Four weeks on the 100-mile diet

By Denise Vivar

I love to travel. I find a certain exhilaration in stepping out of myself and into new experiences and challenges, rocking the boat of my assumptions and swimming in the sea of humanity. For the past month I've been on a journey, an epic adventure, no less, and I didn't even need my passport. In fact, except for a brief sprint up to Portland, Ore., I haven't even left the county. I've been living la vida loca—the life of a locavore, that is, and I'm not sure when I'm coming back.

"Locavore" is a term coined by a group of women in San Francisco to describe a person dedicated to a movement that has been taking shape worldwide and has quickly gained legions of members. The movement is defined by its focus on eating foods that are grown and produced locally, within 100 miles of one's home. Proponents argue that the choice to buy foods that are locally grown and in season is a healthier choice for the body, the ecosystem and the local economy, with the added benefit of tasting better than products with many food miles behind them.

So I have taken the locavore challenge to eat locally for a full month and have been challenged indeed. Herein, some postcards from my journey, the path well worn by generations before us, to be rediscovered and possibly revived.

Week One: Lean, Green Local Machine

From the get-go I am filled with optimism for my new eating plan, since much of what I currently eat is grown right here in Santa Cruz County anyway. I can shop five days a week at a local farmers market where I get fruits, vegetables, nuts, olive oil, eggs, local fish and meat. The stores carry local dairy, beer and wine. I live in a gastronomic paradise, even by California standards. What more could I need?

In certain regions of the country. 100 miles is too small a radius to consider seriously as one's local area, so some extend it to 200 miles or more. It turns out the only dairy strictly within 100 miles is the raw milk dairy Claravale. New Leaf Market carries Claravale milk and cream but not butter or yogurt. These are among the first casualties of my eating plan unless I make my own or duck outside the 100-mile limit. Just beyond that magic line lie both the Straus Family Creamery (at about 135 miles) and Clover Stornetta Farms (115 miles). For now I keep to the 100-mile designation and eschew the dairy.

Happily I am not a coffee addict, but I do enjoy a cup of tea each morning. That goes too. Away with the exotic spices, salt and grains, none of which are grown in our area: no bread, pasta, oatmeal or granola.
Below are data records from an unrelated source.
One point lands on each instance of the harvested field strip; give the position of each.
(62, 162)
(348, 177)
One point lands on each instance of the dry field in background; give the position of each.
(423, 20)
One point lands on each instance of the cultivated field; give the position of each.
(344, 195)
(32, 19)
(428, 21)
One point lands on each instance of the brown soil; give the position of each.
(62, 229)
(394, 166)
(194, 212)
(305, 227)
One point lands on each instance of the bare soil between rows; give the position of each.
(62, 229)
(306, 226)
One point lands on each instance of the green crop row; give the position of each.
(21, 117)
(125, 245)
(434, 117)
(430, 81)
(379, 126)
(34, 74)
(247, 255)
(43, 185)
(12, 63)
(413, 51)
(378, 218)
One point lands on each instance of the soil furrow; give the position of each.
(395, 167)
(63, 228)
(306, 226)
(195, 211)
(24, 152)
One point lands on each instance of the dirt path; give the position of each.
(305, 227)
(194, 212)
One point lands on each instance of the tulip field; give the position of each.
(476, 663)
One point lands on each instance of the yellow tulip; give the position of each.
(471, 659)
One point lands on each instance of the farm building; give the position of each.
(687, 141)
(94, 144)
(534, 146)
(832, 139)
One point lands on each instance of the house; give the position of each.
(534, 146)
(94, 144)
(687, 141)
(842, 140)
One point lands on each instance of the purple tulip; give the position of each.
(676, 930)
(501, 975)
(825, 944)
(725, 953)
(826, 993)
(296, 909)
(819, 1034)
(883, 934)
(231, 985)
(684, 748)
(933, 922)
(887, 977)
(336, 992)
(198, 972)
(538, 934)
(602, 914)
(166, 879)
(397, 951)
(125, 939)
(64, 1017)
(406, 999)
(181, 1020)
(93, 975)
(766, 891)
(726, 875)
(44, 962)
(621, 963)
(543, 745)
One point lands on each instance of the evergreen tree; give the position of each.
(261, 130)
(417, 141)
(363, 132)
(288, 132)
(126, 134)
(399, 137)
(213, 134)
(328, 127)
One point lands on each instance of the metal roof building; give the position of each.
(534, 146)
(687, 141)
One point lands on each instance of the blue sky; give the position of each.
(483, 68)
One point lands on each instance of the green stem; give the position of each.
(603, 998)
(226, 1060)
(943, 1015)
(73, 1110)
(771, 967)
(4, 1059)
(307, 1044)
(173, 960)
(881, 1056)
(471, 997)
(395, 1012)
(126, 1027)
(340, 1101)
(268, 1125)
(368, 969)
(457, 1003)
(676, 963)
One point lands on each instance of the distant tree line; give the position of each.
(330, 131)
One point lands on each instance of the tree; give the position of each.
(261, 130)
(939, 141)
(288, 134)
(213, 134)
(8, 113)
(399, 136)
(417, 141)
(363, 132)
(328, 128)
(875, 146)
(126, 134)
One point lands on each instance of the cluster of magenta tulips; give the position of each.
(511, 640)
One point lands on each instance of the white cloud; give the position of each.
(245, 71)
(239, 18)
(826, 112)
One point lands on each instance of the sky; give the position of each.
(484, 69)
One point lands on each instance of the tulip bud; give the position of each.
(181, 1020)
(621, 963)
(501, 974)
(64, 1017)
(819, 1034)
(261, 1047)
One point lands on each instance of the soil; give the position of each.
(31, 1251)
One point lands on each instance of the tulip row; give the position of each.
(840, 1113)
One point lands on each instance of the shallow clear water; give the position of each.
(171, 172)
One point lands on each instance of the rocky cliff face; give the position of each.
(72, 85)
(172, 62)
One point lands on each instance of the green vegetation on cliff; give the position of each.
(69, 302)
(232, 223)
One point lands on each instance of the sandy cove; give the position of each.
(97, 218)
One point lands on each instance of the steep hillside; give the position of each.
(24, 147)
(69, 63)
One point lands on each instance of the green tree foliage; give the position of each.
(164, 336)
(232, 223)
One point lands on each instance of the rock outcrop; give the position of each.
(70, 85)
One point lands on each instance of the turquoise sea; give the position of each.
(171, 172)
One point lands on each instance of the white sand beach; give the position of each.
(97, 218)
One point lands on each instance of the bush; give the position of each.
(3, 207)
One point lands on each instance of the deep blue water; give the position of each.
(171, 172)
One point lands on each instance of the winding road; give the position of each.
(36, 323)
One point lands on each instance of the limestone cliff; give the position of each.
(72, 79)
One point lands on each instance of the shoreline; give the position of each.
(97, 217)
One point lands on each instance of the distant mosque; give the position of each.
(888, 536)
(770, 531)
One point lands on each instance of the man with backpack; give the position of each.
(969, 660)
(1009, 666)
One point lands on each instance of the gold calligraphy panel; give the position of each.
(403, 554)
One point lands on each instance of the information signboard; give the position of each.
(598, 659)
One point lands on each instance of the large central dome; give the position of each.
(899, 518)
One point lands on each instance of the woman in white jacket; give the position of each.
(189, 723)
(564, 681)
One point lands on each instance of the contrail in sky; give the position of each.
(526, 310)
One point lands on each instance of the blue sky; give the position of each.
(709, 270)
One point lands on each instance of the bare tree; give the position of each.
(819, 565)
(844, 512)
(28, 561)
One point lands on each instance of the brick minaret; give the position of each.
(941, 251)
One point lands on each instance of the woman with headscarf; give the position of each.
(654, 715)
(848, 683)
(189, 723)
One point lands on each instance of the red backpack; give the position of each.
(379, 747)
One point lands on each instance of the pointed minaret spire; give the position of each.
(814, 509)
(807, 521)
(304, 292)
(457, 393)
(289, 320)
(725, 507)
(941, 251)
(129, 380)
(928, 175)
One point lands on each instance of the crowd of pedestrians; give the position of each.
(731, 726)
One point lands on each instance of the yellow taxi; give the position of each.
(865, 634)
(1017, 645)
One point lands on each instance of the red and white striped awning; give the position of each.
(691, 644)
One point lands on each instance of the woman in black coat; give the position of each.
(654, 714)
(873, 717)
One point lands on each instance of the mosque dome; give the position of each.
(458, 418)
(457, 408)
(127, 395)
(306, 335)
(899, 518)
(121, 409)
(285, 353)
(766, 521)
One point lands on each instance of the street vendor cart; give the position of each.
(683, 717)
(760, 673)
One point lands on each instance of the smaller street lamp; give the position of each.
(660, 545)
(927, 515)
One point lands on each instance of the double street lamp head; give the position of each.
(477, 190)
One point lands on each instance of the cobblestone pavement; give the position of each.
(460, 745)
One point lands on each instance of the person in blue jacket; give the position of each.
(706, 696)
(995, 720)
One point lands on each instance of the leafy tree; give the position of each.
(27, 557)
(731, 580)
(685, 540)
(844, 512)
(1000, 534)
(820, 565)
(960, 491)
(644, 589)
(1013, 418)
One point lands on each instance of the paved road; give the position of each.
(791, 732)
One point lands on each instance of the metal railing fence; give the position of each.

I can do this for a month.

It's a good thing I like to cook; since restaurants don't serve strictly local foods I will be doing lots of it. Becoming a locavore requires a little preparation and planning, and I'm not altogether ready on my first day, having forgotten about such things as condiments and flavorings for dishes. I wanted the first day of my venture to have some import, perhaps a bit of ceremony. But in reality, every day is a good day to start being more conscious, and so I begin on a Friday as I head to the hot springs for the weekend.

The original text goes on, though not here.